Dylan, presumably upon surveying these past four decades of insane, unrelenting, misbegotten warfare, writes words of disgust like: “Another politician, pumping out the piss,” and “I could stone you to death for the wrongs that you done.”  And each verse’s ultimate line brings the sentiment right back home:  “I pay in blood, but not my own.”  He doesn’t sing it, he snarls it, so tightly miked that it seems as if he’s pouring a cup of vitriol directly into your ear.  His anger is a physical thing, made even more palpable because you know he’s telling the truth. He’s never shed his own blood, or anyone else’s (as far as we know), but he understands there is still blood on his hands, and a lot of it.  And he makes clear that it’s on yours.  And yours.  And mine.

“Scarlet Town” is a banjo-accompanied, Appalachian-style song that references nursery rhymes, Childe ballads, and Ernest Tubb, altho Tubb would probably spin in his grave if he heard lines like this:  “Set ’em up Joe, play ‘Walkin’ the Floor’/Play it for my flat-chested junkie whore.”

“Early Roman Kings” takes one of the most venerable of rock riffs (think “Bad to the Bone,” among many others) and spins it into a tale of our modern equivalents, “sluggers and muggers wearin’ fancy gold rings” and “sharkskin suits.”

“Tin Angel” is a long, bizarre story of adultery—with a hypnotic, metronomic, all but monotonous beat—that would’ve been right at home in Shakespeare’s time and ends with a triple murder/suicide:  “All three lovers, together in a heap/Thrown into the grave, forever to sleep.”

The title cut is generally considered the album’s centerpiece.  “Tempest” is an epic, 45-verse, 14-minute telling of the sinking of the Titanic, set to a simple, fiddle-driven Irish tune.  So much happens in the song that it defies summary, but one notable aspect is Dylan’s homage to the way Hollywood and history now are inextricably entwined in our minds.  Thus, Leonardo di Caprio appears, as Leo (and not the character he played in the movie), right alongside real historical figures like John Jacob Astor.  Why Dylan chose this topic (other than our enduring fascination with the tragedy) is unknown, although a good guess might be because the doomed ship stands as a metaphor for the innate frailty of human life, where the rich and the poor, the good and the bad, the brave and the cowardly, the gambler and the clergyman—none is spared.  All of us, riding our own personal ship of fools, are “sinking/Into the deep blue sea.”

Finally, there is “Roll On, John,” the hauntingly beautiful elegy that closes Tempest.  John Lennon was murdered over thirty years ago, but Dylan has never before written about the loss of his old friend.  Now he lays John to rest with a style, grace, poetry, melody … and love … that are heartbreaking.

In the end, even his own words will not suffice, and he reaches back for William Blake and a child’s prayer:

Tyger, tyger, burning bright,

I pray the Lord my soul to keep,

In the forests of the night,

Cover him over and let him sleep…

 

Roll on, John…

For many, Bob Dylan is a decidedly acquired taste.
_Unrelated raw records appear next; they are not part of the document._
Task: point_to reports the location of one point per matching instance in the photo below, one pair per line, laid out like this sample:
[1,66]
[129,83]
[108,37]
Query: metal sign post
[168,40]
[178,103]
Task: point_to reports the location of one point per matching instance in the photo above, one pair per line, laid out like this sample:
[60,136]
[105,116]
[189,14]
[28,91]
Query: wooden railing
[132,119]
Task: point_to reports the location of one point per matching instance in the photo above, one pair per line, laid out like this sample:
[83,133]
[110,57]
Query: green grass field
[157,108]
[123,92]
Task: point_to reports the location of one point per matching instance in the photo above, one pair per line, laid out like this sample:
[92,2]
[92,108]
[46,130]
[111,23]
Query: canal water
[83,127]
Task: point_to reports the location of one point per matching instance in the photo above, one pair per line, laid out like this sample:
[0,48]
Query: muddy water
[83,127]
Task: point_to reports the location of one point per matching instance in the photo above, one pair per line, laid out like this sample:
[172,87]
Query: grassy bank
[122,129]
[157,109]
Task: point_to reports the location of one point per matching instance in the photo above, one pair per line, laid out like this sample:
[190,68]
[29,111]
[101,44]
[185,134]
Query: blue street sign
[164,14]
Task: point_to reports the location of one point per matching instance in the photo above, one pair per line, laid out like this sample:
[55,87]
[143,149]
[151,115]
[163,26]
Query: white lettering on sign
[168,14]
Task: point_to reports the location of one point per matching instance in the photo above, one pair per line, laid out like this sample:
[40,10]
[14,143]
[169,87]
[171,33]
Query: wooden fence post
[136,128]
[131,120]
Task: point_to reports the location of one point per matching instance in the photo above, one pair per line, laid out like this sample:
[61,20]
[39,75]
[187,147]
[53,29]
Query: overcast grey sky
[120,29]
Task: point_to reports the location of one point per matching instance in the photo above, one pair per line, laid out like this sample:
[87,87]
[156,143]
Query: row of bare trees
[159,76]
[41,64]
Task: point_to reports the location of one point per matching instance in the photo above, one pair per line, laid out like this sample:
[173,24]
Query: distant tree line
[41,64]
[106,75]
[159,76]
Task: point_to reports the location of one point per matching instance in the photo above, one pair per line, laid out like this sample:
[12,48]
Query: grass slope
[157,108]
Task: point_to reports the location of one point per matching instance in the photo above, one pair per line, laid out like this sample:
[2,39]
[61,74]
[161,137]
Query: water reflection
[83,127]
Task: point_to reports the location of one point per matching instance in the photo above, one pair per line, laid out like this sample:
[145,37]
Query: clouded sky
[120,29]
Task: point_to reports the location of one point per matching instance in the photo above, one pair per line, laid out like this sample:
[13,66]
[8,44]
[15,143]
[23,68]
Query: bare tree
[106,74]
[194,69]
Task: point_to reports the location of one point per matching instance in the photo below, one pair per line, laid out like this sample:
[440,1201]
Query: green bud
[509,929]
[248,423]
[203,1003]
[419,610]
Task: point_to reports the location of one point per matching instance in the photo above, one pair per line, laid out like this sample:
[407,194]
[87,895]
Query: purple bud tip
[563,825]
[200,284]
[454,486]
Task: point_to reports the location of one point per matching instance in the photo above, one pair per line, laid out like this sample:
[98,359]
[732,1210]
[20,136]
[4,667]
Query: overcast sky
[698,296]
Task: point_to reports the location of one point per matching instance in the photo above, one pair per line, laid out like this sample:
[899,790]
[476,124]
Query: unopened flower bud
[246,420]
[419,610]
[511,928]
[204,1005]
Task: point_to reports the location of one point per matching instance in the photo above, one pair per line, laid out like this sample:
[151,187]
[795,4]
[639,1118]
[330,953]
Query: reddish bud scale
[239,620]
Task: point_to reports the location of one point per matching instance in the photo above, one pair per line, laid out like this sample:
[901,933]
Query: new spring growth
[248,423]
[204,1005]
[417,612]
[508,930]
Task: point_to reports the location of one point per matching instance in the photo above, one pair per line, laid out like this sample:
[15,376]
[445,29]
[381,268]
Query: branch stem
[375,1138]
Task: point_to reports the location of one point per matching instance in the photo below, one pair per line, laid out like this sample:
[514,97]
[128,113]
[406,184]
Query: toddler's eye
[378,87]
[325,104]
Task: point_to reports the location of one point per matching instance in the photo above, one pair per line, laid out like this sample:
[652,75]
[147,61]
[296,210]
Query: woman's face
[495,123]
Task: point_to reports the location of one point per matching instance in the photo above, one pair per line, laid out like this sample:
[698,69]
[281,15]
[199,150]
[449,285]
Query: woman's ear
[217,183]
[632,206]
Many more cannot acquire it at all. Dylan is too dense, too abstruse, too arrogant, too difficult, too silly, too politically incorrect, too poor a singer, choose your favorite complaint. One reviewer actually called him senile and/or insane. Thus is genius always treated. Hold a mirror up to people’s faces and a lot of them aren’t going to like what they see.

But miss out on Tempest and you’ll miss an extraordinary experience that deepens with each listening. As the late Kurt Vonnegut would say, so it goes.